What is a General Agreement of Indemnity and How Does It Work?

On behalf of Kaplin Stewart Meloff Reiter & Stein, P.C. posted in General Agreements of Indemnity on Jun 8, 2016.

For those who work in the world of construction sureties, General Agreements of Indemnity – or GIA’s as they are called – are a normal part of the process. For those unaccustomed to how sureties operate and how they differ from insurance companies, they are as foreign as an unfamiliar language. Here’s a quick primer on GIA’s and how they work.

indemnityThe first key to understanding General Agreements of Indemnity is to recognize that a surety bond is not insurance. In fact, in many respects it’s nothing like it. Insurance is a premium based system that allows a company to prepay for liability risks in the event someone is hurt on a job or there is property damage. A surety bond is a wholly business transaction by which the surety is extending credit and/or vouching for its principal. To put it in perhaps slightly more simple terms, the surety is agreeing to co-sign for the contractor’s financial viability.

With this in mind, sureties vet the companies to whom they issue bonds carefully. In essence, they want to know whether that principal has the wherewithal, financially and otherwise, to complete the project which is being bonded. Once they are satisfied that they can “vouch” for the principal/contractor they will typically issue the bond. Before doing so, the sureties typically ask the principal for something too though.

Sureties are risk averse by definition; so in addition to taking premium for the bond they seek assurances from the principal/contractor that there will not be any problems. These promises become the GIA. These legally binding and enforceable agreements are typically a pre-requisite to the bond being issued and contain a number of clauses favorable to the surety.

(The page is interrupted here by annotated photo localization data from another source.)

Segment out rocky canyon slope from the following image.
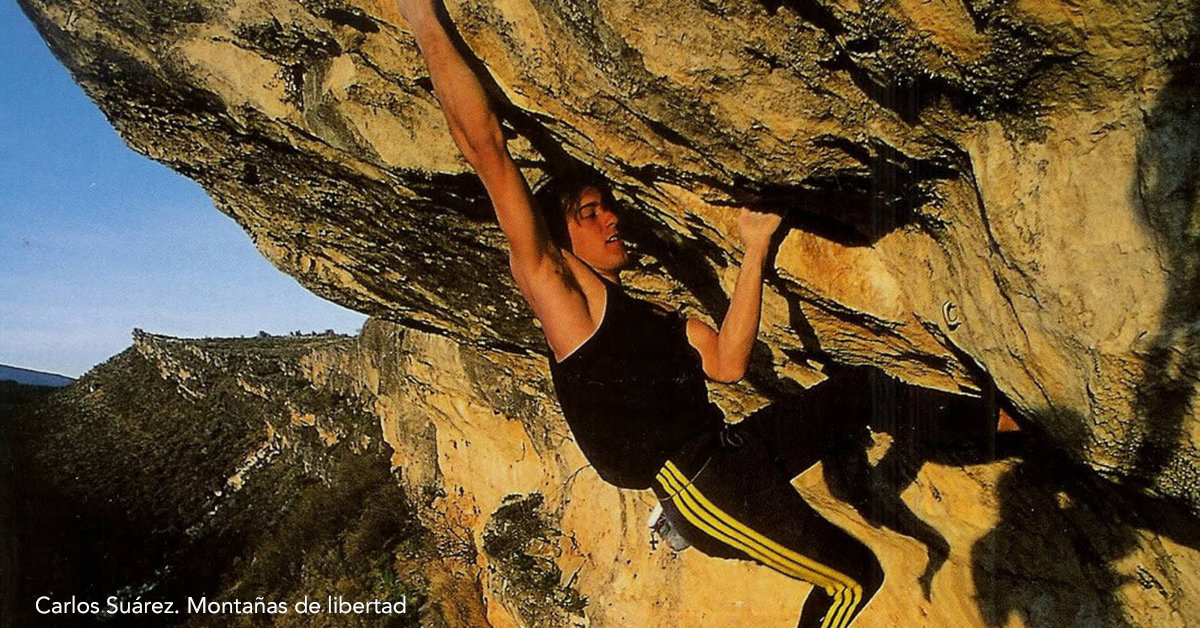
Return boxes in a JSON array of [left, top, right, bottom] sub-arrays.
[[11, 0, 1200, 625], [8, 328, 1200, 628]]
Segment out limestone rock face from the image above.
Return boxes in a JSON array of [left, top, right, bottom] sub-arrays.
[[301, 321, 1200, 628], [18, 0, 1200, 571], [15, 326, 1194, 627]]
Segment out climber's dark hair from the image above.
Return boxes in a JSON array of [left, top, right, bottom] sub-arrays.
[[532, 171, 617, 251]]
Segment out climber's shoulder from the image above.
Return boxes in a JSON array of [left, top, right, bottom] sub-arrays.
[[512, 247, 609, 362]]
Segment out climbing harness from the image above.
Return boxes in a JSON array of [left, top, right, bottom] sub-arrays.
[[648, 424, 748, 552]]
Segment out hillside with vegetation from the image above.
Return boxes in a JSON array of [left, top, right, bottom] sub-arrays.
[[3, 331, 483, 628]]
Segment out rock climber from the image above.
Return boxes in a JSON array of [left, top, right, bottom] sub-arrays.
[[396, 1, 1015, 626]]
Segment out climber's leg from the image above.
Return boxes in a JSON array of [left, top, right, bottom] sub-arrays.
[[749, 363, 1007, 451], [737, 365, 883, 481], [794, 535, 883, 628], [732, 366, 898, 536], [653, 426, 884, 627]]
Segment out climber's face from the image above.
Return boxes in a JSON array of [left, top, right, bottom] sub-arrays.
[[566, 186, 628, 277]]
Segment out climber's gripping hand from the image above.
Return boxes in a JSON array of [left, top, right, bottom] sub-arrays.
[[737, 207, 784, 256]]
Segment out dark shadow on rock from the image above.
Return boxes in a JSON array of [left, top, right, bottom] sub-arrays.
[[746, 371, 1200, 626], [737, 364, 1014, 599], [971, 418, 1200, 628], [1130, 35, 1200, 503], [723, 139, 959, 246]]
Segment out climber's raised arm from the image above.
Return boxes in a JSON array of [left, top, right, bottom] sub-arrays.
[[397, 0, 599, 358], [397, 1, 550, 269], [686, 208, 783, 383]]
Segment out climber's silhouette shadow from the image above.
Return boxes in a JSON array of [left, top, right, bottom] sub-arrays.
[[736, 364, 1012, 599], [970, 414, 1200, 628], [748, 367, 1200, 625]]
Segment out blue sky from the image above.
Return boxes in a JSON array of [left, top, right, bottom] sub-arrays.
[[1, 2, 367, 377]]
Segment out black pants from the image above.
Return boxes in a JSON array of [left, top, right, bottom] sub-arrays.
[[652, 366, 996, 628]]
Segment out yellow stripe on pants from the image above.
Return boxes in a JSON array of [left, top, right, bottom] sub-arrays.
[[656, 461, 864, 628]]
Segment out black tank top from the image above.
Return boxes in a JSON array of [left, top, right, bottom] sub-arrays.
[[549, 280, 724, 489]]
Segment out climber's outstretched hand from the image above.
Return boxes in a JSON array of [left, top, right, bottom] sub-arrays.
[[737, 208, 784, 254]]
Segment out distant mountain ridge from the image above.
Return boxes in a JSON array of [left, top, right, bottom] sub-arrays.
[[0, 364, 73, 388]]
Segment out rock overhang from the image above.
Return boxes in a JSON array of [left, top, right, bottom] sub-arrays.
[[16, 0, 1200, 510]]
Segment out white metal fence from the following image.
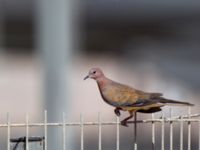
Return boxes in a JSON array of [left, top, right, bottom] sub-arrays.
[[1, 107, 200, 150]]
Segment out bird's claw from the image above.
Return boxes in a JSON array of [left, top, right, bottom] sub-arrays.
[[121, 120, 129, 127], [159, 116, 166, 119], [114, 108, 121, 116]]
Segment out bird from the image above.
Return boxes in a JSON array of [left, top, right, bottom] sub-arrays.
[[84, 68, 194, 127]]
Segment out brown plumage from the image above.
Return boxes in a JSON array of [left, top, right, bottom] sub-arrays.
[[84, 68, 194, 126]]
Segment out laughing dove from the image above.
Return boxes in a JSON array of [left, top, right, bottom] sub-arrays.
[[84, 68, 194, 126]]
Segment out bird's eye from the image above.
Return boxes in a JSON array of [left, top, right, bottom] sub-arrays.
[[93, 71, 96, 74]]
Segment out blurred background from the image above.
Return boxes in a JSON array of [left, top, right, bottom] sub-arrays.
[[0, 0, 200, 149]]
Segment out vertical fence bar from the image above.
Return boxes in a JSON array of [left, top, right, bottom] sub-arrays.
[[199, 116, 200, 150], [188, 107, 191, 150], [7, 113, 10, 150], [134, 112, 137, 150], [80, 114, 84, 150], [116, 116, 120, 150], [180, 116, 183, 150], [199, 117, 200, 150], [44, 110, 47, 150], [170, 108, 173, 150], [98, 113, 102, 150], [26, 113, 29, 150], [161, 111, 165, 150], [63, 112, 66, 150], [152, 114, 155, 150]]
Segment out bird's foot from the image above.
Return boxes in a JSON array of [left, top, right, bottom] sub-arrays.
[[114, 108, 121, 116], [159, 116, 166, 119], [121, 120, 129, 127]]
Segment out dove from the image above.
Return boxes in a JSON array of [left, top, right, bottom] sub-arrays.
[[84, 68, 194, 127]]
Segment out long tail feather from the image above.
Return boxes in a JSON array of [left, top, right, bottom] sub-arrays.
[[157, 97, 194, 106]]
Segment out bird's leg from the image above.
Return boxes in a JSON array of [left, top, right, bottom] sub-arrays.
[[121, 111, 134, 127], [114, 107, 121, 116]]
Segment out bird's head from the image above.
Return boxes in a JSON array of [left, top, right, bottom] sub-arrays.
[[84, 68, 104, 80]]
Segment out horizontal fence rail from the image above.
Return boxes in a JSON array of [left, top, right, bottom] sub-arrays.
[[2, 118, 200, 127], [1, 107, 200, 150]]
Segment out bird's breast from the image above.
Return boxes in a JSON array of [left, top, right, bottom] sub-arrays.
[[98, 85, 124, 107]]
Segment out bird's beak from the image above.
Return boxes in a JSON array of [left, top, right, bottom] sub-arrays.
[[84, 75, 89, 80]]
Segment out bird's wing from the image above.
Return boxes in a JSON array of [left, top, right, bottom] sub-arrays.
[[105, 82, 163, 107], [122, 99, 157, 107]]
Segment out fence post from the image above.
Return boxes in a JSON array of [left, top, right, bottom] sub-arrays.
[[161, 111, 165, 150], [134, 112, 137, 150], [180, 116, 183, 150], [199, 116, 200, 150], [152, 114, 155, 150], [26, 113, 29, 150], [63, 112, 66, 150], [44, 110, 47, 150], [7, 113, 10, 150], [188, 107, 191, 150], [170, 108, 173, 150], [98, 113, 102, 150], [80, 114, 84, 150], [116, 115, 120, 150]]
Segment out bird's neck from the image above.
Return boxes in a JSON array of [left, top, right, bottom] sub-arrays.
[[96, 77, 111, 88]]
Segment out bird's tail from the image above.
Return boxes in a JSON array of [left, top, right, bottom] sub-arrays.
[[156, 97, 194, 106]]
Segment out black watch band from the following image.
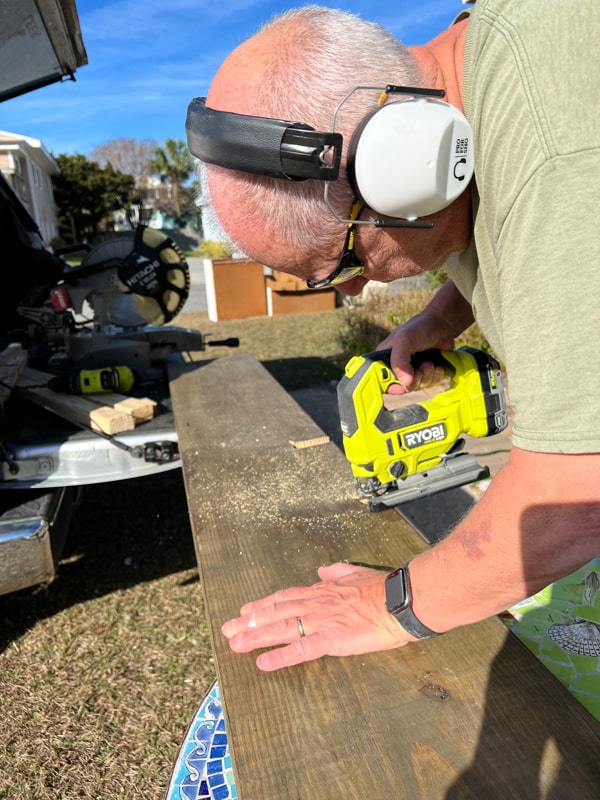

Typical GIA’s include an obligation of the contractor and its owners to indemnify the surety for any losses paid by the surety, the right to demand the deposit of collateral, and the right to examine and audit the contractor’s books. These remedies are by design serious in order to be sure the surety is protected from losses and are called upon by the surety as soon as a claim is made against the bond.

When placed in context, General Indemnity Agreements are much easier to understand. They are, however, serious business with serious consequences. Construction companies and sureties alike should be thoughtful in crafting them as a result.